The most cited issue with the four-team playoff format is the lack of variety. There are four mainstays in this playoff format in Alabama, Ohio State, Oklahoma, and Clemson, and a few alternates in Notre Dame, LSU and Georgia. In the seven years of the playoff and 28 total selections, only four other teams have ever been selected. This year’s selections were… drum roll… Alabama, Clemson, Ohio State, and Notre Dame. The first round consisted of the classic beatdowns seen yearly: seldom are semifinal games competitive. Alabama effortlessly glided over Notre Dame and Ohio State walloped Clemson, only the latter of which was a surprise. In the championship, thoughts that the game would be close were exposed as wishful.
The 2021 College Football Playoff Championship was the purest example of Alabama’s utter domination of the college football world. They coasted to a 52-24 blowout over Ohio State, the team presumed to be their closest match. Although one must appreciate the level of excellence that Alabama exhibits in their play, for the rest of college football, their reign is injurious.
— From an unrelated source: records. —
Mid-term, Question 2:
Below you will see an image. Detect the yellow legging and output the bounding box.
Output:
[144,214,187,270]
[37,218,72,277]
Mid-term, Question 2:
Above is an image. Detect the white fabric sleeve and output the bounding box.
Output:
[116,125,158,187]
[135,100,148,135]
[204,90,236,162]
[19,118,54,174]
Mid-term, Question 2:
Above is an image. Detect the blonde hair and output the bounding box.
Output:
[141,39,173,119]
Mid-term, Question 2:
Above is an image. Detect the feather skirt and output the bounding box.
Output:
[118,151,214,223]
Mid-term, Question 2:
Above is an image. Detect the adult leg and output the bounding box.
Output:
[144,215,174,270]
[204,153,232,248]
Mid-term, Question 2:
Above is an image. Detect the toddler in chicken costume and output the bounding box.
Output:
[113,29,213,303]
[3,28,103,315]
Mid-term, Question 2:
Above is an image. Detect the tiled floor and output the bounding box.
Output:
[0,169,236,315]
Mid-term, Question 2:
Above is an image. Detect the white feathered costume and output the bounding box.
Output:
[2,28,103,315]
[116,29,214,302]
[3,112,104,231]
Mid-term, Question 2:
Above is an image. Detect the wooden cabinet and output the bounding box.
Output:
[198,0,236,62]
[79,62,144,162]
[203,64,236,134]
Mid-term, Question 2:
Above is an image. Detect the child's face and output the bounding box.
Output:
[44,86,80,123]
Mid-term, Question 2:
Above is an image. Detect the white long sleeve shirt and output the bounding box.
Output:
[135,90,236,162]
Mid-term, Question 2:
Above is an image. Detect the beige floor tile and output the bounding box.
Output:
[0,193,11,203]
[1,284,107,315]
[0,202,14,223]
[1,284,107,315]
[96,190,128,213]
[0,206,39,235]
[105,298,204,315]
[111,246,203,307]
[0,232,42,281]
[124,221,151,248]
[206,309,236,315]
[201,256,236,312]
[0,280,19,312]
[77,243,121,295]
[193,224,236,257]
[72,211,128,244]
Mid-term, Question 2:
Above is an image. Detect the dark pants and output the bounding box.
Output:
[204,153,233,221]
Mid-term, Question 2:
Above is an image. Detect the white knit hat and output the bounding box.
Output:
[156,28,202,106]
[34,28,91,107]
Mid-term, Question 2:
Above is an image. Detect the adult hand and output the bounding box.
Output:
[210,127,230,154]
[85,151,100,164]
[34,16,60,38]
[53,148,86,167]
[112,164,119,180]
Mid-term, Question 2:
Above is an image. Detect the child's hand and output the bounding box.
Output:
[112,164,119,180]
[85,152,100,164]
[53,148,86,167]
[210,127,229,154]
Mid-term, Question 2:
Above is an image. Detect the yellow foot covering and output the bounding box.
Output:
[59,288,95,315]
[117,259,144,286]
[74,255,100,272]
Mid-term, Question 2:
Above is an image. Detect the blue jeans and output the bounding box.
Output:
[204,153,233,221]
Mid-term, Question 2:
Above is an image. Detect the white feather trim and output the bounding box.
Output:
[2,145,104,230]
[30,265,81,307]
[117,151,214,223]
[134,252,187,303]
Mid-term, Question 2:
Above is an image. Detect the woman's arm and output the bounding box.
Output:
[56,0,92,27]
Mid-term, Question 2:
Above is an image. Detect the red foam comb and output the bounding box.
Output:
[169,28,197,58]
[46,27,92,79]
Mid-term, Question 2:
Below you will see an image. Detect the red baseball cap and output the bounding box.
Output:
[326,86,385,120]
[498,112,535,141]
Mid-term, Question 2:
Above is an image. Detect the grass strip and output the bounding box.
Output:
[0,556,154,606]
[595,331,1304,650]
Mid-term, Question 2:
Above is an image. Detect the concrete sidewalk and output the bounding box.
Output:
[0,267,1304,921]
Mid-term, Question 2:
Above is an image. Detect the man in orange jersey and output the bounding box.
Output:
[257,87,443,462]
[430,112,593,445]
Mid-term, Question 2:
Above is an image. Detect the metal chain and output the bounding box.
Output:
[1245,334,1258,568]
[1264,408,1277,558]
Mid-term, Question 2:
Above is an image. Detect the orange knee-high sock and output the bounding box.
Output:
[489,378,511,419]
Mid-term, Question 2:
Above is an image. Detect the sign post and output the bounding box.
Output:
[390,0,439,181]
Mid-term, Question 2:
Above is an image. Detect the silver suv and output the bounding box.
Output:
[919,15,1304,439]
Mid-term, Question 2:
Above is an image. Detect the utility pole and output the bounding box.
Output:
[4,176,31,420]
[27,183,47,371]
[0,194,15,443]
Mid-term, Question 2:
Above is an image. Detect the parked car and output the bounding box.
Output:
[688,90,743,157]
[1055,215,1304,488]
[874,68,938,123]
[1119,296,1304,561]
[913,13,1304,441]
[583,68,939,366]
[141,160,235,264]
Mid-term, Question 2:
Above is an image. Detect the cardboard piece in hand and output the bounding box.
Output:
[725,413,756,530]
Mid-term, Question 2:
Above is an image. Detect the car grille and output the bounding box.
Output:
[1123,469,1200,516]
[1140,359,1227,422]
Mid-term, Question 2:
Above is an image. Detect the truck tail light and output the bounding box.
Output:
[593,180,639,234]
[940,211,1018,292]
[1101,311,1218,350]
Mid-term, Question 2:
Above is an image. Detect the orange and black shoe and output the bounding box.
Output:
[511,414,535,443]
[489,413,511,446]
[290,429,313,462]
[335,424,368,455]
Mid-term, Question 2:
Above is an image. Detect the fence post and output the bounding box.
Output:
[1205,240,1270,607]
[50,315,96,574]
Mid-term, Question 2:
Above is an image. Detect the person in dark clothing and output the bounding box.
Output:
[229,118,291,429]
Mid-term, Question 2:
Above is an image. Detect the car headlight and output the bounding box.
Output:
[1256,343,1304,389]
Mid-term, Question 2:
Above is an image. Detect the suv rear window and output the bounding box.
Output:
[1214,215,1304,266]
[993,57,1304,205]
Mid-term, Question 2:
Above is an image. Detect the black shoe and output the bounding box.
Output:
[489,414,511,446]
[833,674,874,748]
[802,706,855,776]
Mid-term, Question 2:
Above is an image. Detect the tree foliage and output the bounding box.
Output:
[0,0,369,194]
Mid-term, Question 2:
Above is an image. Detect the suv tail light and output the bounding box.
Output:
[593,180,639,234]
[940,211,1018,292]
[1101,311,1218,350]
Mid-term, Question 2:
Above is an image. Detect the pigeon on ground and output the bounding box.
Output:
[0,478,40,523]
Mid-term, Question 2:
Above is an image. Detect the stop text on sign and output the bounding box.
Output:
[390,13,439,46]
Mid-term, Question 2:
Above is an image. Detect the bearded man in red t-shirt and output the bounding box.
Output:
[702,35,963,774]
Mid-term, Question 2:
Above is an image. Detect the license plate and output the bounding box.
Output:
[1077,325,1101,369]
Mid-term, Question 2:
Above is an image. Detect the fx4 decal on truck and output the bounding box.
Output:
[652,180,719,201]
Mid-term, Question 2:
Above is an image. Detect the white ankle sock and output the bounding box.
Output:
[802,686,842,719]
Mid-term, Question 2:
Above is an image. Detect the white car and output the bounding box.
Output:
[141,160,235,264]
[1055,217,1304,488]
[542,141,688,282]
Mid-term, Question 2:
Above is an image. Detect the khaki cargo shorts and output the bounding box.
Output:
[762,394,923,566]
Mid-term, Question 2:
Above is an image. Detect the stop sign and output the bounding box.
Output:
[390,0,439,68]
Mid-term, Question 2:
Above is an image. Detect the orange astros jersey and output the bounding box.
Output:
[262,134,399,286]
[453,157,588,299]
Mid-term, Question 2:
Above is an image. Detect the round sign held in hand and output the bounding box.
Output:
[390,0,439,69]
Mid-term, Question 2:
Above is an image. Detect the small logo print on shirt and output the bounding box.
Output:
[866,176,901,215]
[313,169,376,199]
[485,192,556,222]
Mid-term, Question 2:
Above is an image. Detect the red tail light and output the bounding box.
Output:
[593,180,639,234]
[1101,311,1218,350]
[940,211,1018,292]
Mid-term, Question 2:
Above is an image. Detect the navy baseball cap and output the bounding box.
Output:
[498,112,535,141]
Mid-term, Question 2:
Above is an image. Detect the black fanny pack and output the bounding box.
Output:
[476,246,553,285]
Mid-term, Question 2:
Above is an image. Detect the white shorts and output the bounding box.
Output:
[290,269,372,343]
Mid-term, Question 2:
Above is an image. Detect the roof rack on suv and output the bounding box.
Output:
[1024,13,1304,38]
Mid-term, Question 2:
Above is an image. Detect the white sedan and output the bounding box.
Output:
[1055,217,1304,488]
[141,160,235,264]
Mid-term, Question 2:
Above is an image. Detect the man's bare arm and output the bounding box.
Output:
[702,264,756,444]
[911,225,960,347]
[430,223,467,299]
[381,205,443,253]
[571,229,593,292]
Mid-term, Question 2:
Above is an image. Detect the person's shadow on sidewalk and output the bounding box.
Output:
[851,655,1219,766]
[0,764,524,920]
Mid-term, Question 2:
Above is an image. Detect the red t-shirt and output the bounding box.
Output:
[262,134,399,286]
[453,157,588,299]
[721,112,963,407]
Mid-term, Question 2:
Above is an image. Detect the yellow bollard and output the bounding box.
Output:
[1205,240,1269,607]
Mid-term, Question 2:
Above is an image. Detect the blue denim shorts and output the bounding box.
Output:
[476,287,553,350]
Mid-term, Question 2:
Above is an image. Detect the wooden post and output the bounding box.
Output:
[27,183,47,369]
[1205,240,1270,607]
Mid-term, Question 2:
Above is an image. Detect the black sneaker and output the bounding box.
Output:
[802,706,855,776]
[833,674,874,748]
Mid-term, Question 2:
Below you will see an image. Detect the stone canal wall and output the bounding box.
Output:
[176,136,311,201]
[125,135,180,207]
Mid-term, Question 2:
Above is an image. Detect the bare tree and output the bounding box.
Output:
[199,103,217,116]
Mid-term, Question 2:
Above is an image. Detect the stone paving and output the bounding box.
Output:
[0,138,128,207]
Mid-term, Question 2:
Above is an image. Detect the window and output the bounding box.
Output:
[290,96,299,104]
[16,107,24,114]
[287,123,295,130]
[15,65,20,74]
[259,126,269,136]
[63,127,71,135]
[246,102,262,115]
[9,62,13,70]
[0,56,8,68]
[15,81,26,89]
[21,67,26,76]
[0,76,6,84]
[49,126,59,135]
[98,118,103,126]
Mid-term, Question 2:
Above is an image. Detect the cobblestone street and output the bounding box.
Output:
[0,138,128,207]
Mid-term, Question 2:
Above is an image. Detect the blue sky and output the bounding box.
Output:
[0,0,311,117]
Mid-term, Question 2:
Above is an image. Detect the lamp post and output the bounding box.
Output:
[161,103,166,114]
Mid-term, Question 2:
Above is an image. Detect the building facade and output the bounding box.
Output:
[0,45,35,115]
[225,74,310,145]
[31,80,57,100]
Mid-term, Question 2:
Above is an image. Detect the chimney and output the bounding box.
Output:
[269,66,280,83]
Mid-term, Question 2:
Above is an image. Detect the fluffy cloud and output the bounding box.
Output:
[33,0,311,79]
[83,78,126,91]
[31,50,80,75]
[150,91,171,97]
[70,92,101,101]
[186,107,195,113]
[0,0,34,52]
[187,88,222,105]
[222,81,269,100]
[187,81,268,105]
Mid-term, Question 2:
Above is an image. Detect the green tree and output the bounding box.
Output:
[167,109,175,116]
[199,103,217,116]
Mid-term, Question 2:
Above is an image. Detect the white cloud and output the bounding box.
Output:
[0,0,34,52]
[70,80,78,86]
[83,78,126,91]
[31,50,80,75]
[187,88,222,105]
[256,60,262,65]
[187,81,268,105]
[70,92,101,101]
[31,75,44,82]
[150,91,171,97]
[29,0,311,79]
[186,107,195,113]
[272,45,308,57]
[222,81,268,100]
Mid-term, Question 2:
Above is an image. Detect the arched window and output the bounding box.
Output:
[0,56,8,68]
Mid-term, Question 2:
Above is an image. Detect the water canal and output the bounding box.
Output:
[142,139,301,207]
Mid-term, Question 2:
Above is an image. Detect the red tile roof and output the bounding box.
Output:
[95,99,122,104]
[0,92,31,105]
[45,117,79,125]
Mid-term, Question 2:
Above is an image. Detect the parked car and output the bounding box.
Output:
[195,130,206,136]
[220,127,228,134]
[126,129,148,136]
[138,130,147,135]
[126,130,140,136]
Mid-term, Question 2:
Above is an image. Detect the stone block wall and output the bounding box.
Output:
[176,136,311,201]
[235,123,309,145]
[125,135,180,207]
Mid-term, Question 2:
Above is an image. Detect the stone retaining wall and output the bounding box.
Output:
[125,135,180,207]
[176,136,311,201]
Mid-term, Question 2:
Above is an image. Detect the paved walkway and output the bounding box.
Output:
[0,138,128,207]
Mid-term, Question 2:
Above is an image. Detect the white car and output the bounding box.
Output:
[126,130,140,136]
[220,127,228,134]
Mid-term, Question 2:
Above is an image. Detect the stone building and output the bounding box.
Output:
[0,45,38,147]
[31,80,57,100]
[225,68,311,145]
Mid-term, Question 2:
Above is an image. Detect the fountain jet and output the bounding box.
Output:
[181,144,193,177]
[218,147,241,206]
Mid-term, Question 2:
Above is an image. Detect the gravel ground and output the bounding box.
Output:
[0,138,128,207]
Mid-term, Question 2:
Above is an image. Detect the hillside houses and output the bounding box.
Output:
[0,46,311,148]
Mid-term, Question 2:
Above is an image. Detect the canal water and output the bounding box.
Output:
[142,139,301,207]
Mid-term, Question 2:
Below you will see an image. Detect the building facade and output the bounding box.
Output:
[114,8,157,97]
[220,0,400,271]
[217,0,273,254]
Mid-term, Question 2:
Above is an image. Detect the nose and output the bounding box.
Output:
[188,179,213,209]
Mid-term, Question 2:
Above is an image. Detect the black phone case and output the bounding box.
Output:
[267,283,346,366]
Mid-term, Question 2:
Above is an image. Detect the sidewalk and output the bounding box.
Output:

The only way to challenge Alabama’s claim to the throne is to expand their field of challengers.
Expanding the playoff to eight teams would be beneficial on several levels. First, teams who are good enough to compete and beat the top 4 but have a less than pristine record would be able to make it. This would especially help in that great teams who compete in difficult conferences like the SEC but are unable to escape their cannibalistic schedule unscathed would no longer be excluded. This year’s Texas A&M and Florida teams were likely better than 2 of the playoff teams but finished with 1 and 3 losses respectively, which proved too many for the playoff selection committee.
Second, teams who do not compete in a top conference but win each of their games in an impressive fashion would be included. There have been 2 examples of these teams who finished the regular season undefeated but were left out due to their strength of schedule: UCF in 2017 and Cincinnati this year. Both compete in the American conference, which, although not considered one of the “Power Five,” is certainly tough and has its share of top 25 teams. In their bowl games, UCF beat SEC powerhouse Auburn and Cincinnati narrowly lost to fellow SEC juggernaut Georgia at the last second. Even if teams like 2017 UCF and Cincinnati were unable to win games in an expanded playoff, it would add a dimension to the sport similar to “Cinderella” teams in the NCAA basketball tournament.
Third, expanding the playoff would raise the amount of teams able to recruit on the level of the top programs. The four-team playoff has made it so that teams not named Clemson, Alabama, Ohio State, and Oklahoma are comparatively irrelevant in the national scene. This results in a grossly disproportionate amount of top recruits attending these schools. By expanding the playoff, twice the number of programs would be able to market themselves as playoff teams to recruits, spreading the wealth more evenly. Although Alabama coach Nick Saban has played a large role in their success over the years, he does not actually take the field for the team. Instead, Alabama had three of the top 5 finishers in the Heisman voting on the field. It is the players that truly dictate a team’s success, and with this level of imbalance in talent, the performance of teams will follow suit. Anything the NCAA can do to promote the spreading of top recruits will be beneficial to college football.